A show in situ brings countless objects not on the extensive checklist into its orbit: binders of research and press clippings, books, a welding helmet and argon gas regulator, saws and screws, varnishes stuffed into a clementine crate. What emerged from all this ephemera was the piercing efficacy and activation of the line throughout Castoro’s practice, whether a sentence from her Conceptual journal, or a “Cracking” piece in which space and bodies are delineated in silver tape, or the series of paintings whose bright colors dynamically split the graphic armature of the letter Y. Among my favorite works were small, bound stainless-steel-wire-and-plaster constructions from the mid-1970s, made when Castoro mysteriously said that she imagined herself “as a giant caught in a building.” In Two Walls Wired, 1976, wire lines conjoin, and seem to grow from, white plaster. The marriage of hirsute tangle and abstract sparseness has a feral quality, undeniably sexual and electric.

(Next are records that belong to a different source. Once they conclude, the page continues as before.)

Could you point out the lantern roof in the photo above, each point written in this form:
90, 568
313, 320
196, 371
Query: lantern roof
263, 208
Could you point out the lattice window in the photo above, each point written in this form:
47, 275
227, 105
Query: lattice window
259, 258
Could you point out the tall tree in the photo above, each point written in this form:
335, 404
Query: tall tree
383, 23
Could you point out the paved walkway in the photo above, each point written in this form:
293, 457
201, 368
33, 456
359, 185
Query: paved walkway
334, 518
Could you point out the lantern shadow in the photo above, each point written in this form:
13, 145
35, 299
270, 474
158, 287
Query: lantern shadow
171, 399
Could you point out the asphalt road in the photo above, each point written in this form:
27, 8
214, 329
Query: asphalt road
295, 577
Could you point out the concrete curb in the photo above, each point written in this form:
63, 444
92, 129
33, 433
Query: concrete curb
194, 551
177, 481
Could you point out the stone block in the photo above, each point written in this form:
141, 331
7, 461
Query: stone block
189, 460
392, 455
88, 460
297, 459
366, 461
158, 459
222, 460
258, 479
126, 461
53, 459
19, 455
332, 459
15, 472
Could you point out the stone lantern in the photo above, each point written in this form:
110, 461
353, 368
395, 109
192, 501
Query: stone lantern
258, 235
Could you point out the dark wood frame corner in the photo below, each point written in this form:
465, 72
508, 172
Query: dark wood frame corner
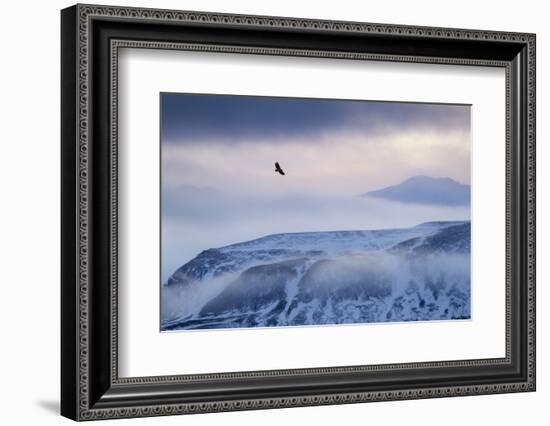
91, 36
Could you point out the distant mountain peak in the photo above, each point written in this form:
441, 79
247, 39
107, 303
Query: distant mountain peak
426, 190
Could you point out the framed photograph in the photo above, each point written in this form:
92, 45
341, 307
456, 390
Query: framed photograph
263, 212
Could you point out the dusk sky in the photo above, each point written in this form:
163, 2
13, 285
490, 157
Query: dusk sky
218, 154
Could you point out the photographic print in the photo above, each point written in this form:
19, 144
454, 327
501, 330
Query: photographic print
281, 211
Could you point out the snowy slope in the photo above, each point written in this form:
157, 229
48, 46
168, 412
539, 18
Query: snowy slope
417, 273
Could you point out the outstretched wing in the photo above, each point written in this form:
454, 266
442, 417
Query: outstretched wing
278, 168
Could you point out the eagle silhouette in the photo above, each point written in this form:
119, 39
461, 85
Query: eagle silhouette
278, 169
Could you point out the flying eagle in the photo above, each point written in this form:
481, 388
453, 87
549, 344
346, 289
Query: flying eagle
278, 168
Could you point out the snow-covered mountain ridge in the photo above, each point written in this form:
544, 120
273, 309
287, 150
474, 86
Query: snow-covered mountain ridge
416, 273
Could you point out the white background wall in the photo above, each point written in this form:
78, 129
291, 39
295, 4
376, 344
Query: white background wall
29, 225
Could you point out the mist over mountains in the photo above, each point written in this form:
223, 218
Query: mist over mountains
426, 190
410, 274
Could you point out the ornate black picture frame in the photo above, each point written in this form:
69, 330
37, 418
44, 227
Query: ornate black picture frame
90, 38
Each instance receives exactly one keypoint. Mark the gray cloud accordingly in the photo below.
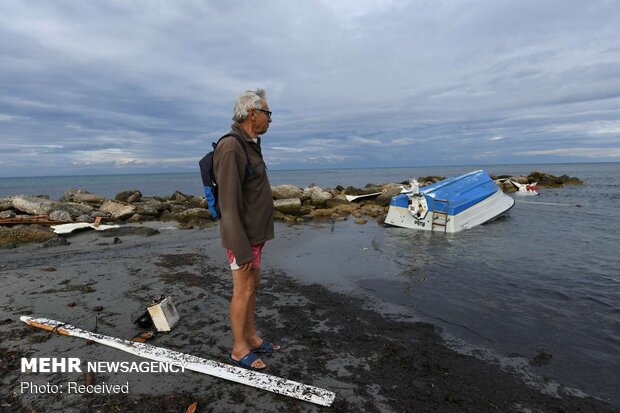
(121, 86)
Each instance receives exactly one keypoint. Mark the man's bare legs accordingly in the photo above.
(242, 312)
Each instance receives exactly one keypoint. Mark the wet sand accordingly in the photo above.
(338, 341)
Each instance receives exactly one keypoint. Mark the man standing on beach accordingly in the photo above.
(246, 206)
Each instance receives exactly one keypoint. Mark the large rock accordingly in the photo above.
(192, 215)
(6, 204)
(35, 206)
(60, 216)
(82, 196)
(7, 214)
(388, 191)
(335, 201)
(91, 199)
(290, 206)
(545, 179)
(118, 210)
(83, 208)
(129, 196)
(317, 196)
(286, 192)
(150, 207)
(179, 197)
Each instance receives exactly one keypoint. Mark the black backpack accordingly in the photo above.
(208, 175)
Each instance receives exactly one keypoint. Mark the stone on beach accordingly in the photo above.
(118, 210)
(290, 206)
(82, 196)
(317, 196)
(7, 214)
(387, 192)
(6, 204)
(193, 215)
(286, 191)
(60, 216)
(129, 196)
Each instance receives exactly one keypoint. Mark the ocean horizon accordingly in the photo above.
(162, 184)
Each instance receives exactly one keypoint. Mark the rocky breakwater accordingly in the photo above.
(541, 179)
(22, 216)
(27, 218)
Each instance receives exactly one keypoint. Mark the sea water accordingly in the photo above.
(544, 279)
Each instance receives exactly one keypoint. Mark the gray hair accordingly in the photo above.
(250, 99)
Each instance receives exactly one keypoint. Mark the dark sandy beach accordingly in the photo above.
(341, 342)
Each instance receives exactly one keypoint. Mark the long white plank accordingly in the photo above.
(213, 368)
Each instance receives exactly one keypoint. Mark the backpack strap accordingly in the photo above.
(250, 168)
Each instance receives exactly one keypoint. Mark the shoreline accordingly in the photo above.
(332, 339)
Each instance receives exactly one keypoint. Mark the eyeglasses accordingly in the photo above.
(267, 112)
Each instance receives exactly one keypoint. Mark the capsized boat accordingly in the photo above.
(451, 205)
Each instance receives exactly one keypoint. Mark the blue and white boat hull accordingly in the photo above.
(451, 205)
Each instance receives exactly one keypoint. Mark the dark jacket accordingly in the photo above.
(245, 200)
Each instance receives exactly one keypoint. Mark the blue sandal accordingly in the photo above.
(246, 362)
(265, 347)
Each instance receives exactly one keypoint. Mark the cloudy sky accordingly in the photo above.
(145, 86)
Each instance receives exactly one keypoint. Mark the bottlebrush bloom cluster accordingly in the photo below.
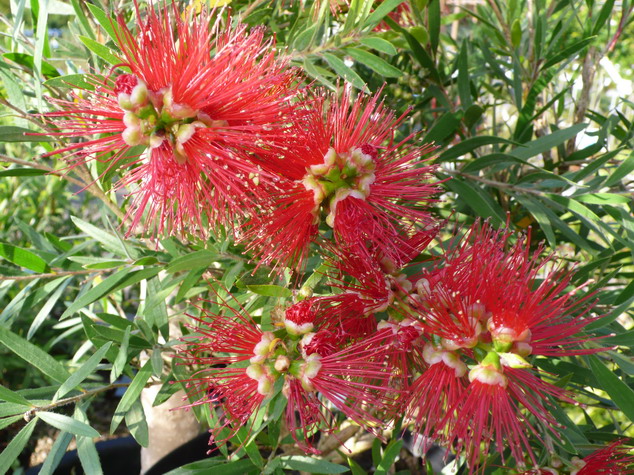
(316, 370)
(201, 100)
(486, 313)
(230, 139)
(343, 168)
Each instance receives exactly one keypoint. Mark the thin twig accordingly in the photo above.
(28, 415)
(496, 184)
(52, 275)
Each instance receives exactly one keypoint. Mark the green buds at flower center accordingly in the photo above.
(152, 118)
(340, 176)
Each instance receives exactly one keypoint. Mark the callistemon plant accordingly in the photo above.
(198, 100)
(487, 313)
(239, 365)
(307, 293)
(344, 169)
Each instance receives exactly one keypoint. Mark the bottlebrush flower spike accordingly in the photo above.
(201, 101)
(485, 306)
(344, 170)
(318, 372)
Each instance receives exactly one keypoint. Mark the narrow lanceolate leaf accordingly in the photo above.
(67, 424)
(310, 464)
(195, 260)
(137, 424)
(109, 241)
(379, 13)
(11, 133)
(132, 394)
(100, 50)
(270, 290)
(547, 142)
(11, 452)
(379, 44)
(121, 279)
(375, 63)
(48, 365)
(342, 70)
(86, 449)
(82, 373)
(23, 258)
(104, 20)
(11, 396)
(621, 393)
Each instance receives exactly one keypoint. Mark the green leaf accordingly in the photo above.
(433, 18)
(538, 211)
(82, 81)
(309, 464)
(109, 241)
(547, 142)
(195, 260)
(344, 71)
(67, 424)
(464, 87)
(83, 372)
(216, 467)
(22, 172)
(603, 198)
(45, 311)
(389, 456)
(7, 421)
(28, 62)
(381, 11)
(104, 20)
(15, 447)
(11, 396)
(476, 199)
(621, 394)
(123, 278)
(304, 39)
(10, 133)
(122, 357)
(270, 290)
(375, 63)
(137, 424)
(466, 146)
(604, 15)
(443, 128)
(379, 44)
(516, 33)
(567, 53)
(85, 446)
(100, 50)
(623, 170)
(81, 17)
(34, 355)
(132, 394)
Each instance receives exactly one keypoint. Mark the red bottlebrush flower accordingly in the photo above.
(615, 459)
(481, 306)
(355, 380)
(343, 169)
(445, 374)
(220, 342)
(201, 101)
(319, 371)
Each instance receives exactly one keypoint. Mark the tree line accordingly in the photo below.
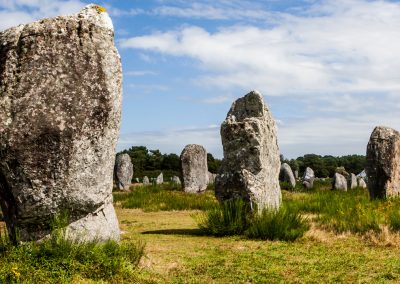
(151, 163)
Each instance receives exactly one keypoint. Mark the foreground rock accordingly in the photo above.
(160, 179)
(123, 171)
(250, 168)
(339, 182)
(60, 104)
(176, 180)
(362, 183)
(308, 178)
(287, 175)
(383, 163)
(194, 168)
(211, 178)
(352, 181)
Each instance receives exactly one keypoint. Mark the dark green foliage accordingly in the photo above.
(59, 260)
(285, 224)
(213, 164)
(324, 166)
(235, 218)
(226, 219)
(341, 211)
(165, 197)
(152, 162)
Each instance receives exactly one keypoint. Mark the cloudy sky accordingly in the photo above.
(329, 70)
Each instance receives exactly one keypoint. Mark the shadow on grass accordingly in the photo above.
(187, 232)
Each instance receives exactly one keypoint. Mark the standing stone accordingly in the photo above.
(308, 178)
(176, 180)
(339, 182)
(383, 163)
(194, 168)
(211, 178)
(60, 105)
(352, 181)
(250, 168)
(123, 171)
(146, 180)
(160, 179)
(361, 183)
(286, 175)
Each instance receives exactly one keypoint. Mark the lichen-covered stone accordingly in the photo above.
(194, 168)
(250, 168)
(383, 163)
(362, 183)
(60, 104)
(160, 179)
(352, 181)
(339, 182)
(308, 178)
(176, 180)
(146, 180)
(123, 171)
(211, 178)
(287, 175)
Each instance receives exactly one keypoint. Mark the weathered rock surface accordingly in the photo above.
(362, 183)
(146, 180)
(342, 171)
(60, 104)
(383, 163)
(123, 171)
(194, 168)
(160, 179)
(352, 181)
(250, 168)
(339, 182)
(308, 178)
(287, 175)
(176, 180)
(211, 178)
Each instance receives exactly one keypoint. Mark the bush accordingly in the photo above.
(226, 219)
(235, 218)
(165, 197)
(59, 260)
(285, 224)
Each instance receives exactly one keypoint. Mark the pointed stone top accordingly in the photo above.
(98, 15)
(251, 105)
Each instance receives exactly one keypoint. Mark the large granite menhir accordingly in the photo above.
(123, 171)
(251, 165)
(383, 163)
(194, 168)
(60, 104)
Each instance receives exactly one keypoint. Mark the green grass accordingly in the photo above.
(61, 260)
(234, 217)
(285, 224)
(164, 197)
(227, 219)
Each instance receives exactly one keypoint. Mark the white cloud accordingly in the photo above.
(341, 46)
(174, 140)
(138, 73)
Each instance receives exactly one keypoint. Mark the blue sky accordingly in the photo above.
(328, 70)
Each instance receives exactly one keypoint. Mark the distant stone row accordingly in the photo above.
(195, 172)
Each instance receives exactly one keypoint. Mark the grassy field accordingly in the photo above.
(363, 247)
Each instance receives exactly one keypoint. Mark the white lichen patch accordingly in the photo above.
(98, 15)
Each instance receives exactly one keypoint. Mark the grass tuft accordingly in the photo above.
(234, 217)
(285, 224)
(60, 260)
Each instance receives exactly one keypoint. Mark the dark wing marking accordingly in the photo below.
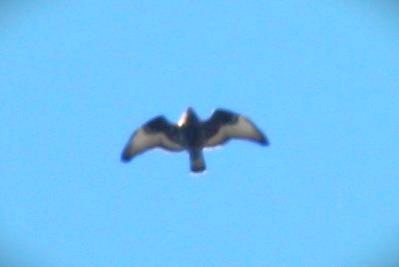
(224, 125)
(157, 132)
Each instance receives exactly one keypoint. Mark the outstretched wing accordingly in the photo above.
(224, 125)
(157, 132)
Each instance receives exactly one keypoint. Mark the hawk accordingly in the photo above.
(192, 134)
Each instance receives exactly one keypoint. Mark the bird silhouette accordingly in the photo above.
(192, 134)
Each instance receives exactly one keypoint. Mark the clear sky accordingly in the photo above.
(320, 78)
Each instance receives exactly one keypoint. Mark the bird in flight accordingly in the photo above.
(192, 134)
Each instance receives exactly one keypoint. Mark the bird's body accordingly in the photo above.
(192, 134)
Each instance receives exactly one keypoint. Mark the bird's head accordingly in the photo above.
(188, 117)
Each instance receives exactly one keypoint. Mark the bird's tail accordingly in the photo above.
(197, 162)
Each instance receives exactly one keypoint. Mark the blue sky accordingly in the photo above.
(320, 78)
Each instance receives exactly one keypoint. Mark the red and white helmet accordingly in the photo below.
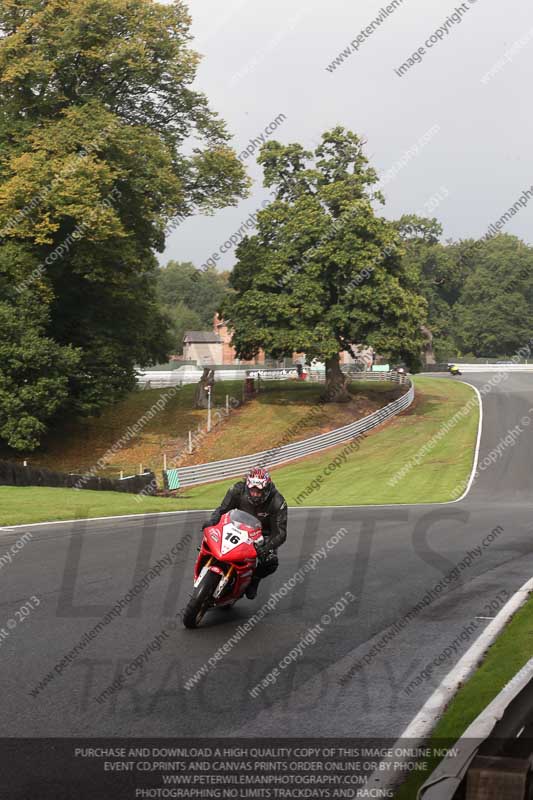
(258, 483)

The exceptional access of the show brought to mind LeWitt’s Autobiography, a photobook from 1980 in which the artist documented every square foot of his studio living space and assembled the hundreds of photos into a syncopated score of routine creative life: plants, pots, toothbrush, show announcements, floorboards, pencils, artworks. LeWitt made another appearance in “Loft Show,” in the form of the fascinating Portrait of Sol LeWitt with Donor and Friends—Oct 3, 1968, part of Castoro’s “Inventory” series, 1966–68, of drawings and paintings composed according to a complex notational system in which she tracked and rated emotional interactions throughout the day, awarding them all numeric values that were then plotted as elegant, architectural lines that cross, lean, and fall in irregular intervals along a horizontal axis. The scientific exactitude yields mystery as much as it does data. One of the few directly vertical lines, slicing through nine others that topple left, is labeled ARBITRARY CUT: a fitting encapsulation of this show’s own core sampling of an artist’s impressive practice—an incomplete, graceful measure.